The library’s Maker Corner, a grant-funded dedicated space for stimulation of community creativity through exploration, development and building opportunities is open to the public albeit limited to class sizes of five people for now.

A knitting class proved so popular that two more had to be added. 

Other popular activities include sewing machines, a VHS converter, photo printer, Cricut Maker and more. Dunham said staff hopes to be able to increase class sizes and presentations soon.

The Maker Room is geared toward patrons 14 and up. Patrons may use much of the equipment themselves provided they  sign a waiver and policy sheet, sign up for equipment training, show proficiency on the equipment, make an appointment and have a Cleburne library card.

Book club members still meet in person but story times for children have been paused. 

“I did stories online for a while but you run into a lot of copyright restriction issues on that,” Slimp said. “So I would often do songs or stories that didn’t require me to read a book until the end of last year in anticipation of things opening up in 2021. So the story times are postponed for now. Instead I came up with a Friday event called Book Look where I make recommendations on books or book series people might want to come check out to read at home. But we’re monitoring the situation to see when we can get back to in-person story times both with our staff and the Cleburne police officers.”

Book Look posts at 10 a.m. each Friday on the library’s Facebook page.

Staff have also crafted monthly grab-and-go kits for children and teens, which include various at-home projects as well as reading recommendations. 

Book Buzz, the library’s monthly newsletter, includes Tailored Titles, a list of book recommendations for teens and adults.

“It’s a new thing with a different theme each month,” Dunham said. “The March theme is, ‘If you like thrillers, try these titles.’ Next month will be a different theme.”
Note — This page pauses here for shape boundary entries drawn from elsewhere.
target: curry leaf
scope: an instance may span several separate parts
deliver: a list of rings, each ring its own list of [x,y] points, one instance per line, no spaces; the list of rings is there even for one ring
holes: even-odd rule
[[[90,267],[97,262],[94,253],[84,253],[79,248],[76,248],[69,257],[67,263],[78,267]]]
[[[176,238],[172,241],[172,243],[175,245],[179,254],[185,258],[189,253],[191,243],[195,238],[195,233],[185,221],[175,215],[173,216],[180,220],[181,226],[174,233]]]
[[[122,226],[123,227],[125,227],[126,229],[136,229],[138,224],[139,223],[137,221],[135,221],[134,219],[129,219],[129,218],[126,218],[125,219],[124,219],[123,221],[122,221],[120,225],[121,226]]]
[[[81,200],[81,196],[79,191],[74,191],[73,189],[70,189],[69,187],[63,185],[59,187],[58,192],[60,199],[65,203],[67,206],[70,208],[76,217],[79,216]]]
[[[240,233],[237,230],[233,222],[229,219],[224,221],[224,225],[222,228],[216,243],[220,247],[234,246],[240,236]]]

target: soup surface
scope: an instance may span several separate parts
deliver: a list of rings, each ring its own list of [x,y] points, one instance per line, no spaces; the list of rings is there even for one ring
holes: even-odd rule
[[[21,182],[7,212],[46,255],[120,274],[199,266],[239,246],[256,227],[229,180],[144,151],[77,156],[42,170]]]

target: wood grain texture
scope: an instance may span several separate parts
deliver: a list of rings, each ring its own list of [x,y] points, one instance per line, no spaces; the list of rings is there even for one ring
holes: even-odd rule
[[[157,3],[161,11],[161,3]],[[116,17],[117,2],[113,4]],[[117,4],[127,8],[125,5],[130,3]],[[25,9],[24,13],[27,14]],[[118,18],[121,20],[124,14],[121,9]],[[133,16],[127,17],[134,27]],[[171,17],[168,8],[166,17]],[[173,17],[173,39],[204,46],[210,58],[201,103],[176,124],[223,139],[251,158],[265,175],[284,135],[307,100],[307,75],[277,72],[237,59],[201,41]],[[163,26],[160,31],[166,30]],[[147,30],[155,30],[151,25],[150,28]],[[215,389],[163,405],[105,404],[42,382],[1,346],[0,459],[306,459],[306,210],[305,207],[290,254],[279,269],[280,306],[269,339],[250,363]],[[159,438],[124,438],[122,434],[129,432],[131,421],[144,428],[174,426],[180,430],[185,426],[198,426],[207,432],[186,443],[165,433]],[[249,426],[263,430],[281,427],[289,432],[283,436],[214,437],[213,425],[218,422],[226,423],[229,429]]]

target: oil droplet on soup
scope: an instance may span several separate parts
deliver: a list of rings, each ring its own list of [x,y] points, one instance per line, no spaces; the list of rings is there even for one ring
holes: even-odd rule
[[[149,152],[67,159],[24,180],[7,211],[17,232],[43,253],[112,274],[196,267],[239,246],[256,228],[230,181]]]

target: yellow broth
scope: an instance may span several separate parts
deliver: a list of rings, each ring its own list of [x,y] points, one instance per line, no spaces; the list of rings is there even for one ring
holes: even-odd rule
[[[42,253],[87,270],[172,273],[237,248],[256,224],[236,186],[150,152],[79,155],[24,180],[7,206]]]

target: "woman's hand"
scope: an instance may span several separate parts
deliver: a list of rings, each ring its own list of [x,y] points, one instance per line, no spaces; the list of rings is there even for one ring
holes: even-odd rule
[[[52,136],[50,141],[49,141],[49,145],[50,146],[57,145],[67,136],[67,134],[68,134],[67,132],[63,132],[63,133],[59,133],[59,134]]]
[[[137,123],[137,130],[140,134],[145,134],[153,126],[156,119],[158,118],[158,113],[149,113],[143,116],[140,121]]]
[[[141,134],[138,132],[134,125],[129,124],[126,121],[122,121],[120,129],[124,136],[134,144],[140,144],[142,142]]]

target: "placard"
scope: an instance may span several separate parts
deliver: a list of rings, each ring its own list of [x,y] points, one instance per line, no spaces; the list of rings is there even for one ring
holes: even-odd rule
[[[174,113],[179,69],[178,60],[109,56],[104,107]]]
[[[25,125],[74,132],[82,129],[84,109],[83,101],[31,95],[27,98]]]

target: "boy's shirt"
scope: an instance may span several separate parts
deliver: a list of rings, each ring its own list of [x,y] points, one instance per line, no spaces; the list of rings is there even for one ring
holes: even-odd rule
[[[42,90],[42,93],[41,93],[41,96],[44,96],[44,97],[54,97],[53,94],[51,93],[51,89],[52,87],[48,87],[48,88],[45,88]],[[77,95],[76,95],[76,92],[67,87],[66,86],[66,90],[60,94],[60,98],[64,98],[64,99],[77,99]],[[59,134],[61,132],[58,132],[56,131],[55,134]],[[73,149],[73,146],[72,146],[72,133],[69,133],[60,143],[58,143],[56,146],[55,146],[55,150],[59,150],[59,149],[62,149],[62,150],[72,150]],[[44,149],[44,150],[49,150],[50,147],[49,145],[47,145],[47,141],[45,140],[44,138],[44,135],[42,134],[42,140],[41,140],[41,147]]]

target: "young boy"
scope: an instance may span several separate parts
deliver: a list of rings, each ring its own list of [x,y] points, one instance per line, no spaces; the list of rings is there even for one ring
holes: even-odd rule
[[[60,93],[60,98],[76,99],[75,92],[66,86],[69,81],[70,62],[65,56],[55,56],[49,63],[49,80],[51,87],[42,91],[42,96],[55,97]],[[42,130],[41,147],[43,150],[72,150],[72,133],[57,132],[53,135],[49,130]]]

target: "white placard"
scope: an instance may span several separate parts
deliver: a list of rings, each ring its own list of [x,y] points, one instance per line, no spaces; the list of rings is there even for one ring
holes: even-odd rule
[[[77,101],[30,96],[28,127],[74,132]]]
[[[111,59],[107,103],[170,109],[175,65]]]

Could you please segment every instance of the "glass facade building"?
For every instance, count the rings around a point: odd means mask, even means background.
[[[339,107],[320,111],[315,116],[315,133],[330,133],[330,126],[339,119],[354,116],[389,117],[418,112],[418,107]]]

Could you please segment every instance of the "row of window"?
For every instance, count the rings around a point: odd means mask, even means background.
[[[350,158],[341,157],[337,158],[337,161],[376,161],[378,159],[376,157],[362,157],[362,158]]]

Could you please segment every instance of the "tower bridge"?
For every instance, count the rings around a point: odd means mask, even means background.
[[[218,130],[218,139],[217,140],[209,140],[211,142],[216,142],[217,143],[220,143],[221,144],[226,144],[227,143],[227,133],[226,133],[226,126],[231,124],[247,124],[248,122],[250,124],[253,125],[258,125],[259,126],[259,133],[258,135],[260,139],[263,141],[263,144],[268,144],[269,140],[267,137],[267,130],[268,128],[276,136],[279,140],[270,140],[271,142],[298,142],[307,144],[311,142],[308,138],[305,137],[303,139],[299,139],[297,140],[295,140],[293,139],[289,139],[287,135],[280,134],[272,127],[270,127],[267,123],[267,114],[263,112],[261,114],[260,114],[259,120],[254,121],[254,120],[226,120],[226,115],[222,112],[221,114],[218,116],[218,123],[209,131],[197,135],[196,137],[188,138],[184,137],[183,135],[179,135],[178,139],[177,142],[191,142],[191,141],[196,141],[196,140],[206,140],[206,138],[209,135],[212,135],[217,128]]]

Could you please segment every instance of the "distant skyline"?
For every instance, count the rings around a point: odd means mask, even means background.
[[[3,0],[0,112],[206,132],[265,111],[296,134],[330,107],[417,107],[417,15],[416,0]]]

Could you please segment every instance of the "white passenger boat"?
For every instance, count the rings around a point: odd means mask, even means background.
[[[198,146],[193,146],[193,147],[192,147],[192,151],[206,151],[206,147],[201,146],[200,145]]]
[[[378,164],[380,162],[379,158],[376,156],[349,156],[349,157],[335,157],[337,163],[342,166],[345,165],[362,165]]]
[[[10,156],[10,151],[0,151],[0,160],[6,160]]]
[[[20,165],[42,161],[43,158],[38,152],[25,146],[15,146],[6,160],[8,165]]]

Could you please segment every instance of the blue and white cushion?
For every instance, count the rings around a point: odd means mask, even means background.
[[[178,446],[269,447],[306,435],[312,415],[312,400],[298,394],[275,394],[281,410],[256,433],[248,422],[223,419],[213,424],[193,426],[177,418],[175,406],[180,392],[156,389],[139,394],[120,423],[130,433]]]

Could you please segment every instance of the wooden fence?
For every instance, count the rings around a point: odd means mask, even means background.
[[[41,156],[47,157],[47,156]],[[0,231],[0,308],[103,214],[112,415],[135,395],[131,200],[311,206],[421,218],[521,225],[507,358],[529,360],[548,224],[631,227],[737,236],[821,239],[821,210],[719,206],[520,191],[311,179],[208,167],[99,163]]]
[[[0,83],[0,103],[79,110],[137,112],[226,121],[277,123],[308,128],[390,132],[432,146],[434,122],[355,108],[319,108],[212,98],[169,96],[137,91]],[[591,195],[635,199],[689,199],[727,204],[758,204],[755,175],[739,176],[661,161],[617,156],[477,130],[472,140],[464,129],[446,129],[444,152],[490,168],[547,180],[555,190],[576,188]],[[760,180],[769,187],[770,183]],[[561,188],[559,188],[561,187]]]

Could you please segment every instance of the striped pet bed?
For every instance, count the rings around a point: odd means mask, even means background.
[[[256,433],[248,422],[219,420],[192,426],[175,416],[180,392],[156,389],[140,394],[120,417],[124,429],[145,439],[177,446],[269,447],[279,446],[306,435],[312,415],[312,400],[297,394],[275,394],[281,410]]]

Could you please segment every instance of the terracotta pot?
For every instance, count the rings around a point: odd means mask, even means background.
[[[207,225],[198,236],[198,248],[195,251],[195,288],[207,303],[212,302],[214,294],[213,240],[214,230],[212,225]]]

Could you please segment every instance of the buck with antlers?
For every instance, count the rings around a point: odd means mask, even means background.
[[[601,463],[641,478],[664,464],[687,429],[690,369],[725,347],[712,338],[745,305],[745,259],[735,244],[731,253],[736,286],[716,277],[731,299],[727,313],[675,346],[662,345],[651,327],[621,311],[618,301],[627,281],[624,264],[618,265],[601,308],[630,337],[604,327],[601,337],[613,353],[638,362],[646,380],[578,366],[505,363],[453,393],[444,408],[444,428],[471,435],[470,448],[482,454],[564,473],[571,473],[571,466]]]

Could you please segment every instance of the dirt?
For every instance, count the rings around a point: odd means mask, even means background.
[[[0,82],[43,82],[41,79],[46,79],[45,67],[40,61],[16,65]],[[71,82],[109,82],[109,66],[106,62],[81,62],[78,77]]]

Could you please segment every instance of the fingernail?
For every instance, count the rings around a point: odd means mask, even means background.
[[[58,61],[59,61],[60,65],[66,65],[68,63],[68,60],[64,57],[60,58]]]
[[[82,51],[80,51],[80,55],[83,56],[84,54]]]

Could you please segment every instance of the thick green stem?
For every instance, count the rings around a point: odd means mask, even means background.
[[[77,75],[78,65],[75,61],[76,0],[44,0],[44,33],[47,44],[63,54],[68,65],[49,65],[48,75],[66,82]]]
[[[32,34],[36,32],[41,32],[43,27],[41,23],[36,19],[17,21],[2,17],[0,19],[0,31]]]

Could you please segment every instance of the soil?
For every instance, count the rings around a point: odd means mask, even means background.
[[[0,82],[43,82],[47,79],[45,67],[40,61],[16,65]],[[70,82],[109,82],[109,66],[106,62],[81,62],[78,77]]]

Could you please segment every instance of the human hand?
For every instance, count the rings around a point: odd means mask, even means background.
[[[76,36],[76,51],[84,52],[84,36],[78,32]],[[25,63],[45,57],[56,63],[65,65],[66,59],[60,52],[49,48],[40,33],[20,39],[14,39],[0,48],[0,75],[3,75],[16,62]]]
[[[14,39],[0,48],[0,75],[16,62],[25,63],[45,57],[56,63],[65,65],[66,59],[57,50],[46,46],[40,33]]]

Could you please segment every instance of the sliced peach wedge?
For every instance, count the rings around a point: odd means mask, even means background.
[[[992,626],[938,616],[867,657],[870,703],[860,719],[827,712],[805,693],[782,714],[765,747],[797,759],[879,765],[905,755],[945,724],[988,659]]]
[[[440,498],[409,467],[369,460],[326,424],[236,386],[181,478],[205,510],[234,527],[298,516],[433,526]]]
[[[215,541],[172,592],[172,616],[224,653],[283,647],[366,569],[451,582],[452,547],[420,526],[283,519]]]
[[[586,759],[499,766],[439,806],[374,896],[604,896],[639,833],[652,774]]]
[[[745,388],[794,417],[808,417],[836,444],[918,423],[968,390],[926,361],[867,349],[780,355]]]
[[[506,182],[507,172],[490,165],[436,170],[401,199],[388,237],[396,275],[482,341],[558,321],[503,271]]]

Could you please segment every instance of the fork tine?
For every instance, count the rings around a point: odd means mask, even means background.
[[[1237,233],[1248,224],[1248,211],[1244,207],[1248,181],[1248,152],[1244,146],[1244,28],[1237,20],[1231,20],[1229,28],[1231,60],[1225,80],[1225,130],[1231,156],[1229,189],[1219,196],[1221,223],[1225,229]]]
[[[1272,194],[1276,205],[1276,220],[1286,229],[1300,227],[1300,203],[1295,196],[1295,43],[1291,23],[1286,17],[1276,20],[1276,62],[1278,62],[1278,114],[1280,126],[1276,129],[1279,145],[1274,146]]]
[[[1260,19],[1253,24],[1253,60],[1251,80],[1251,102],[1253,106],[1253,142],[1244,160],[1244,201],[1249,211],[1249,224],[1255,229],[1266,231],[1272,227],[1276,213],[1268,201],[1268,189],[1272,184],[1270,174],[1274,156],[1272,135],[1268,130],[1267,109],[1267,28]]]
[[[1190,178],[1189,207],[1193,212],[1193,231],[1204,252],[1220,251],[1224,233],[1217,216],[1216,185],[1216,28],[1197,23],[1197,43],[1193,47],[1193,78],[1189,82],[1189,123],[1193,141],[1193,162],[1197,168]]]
Dunham and Slimp urge patrons to check out the newsletter, and the library’s Facebook page, for information on upcoming events and programs.

Other projects, such as a spring planting garden, as designed to be held outside to allow for more community participation. 

Patrons throughout the month are invited to pick up a blank poster board at the library then take it home to decorate in the style of their favorite book cover then return it to hang in the library’s hallway gallery.

The library’s popular summer reading program will return though participation details are still being worked out. 

Computer classes continue from 2-3 p.m. Tuesdays at the Booker T. Washington Recreation Center, 100 Mansfield Road. For information and registration, call 817-645-0934.

Library staff, in conjunction with others, continue their Cleburne newspaper digitization project. The library received a $25,000 TexTreasures grant from the Texas State Library & Archives Commission and the Institute of Museum and Library Services in August. Many issues of the Cleburne Times-Review have been digitized and placed on the Portal to Texas History website. The free site contains hundreds of back issues of Texas newspapers and other publications. Plans call for digitizing additional issues of the Times-Review and other historic Cleburne newspapers.

Others participating in the ongoing project include: Layland Museum, the Johnson County Courthouse Museum, Johnson County Genealogical Society and the Johnson County Historical Commission.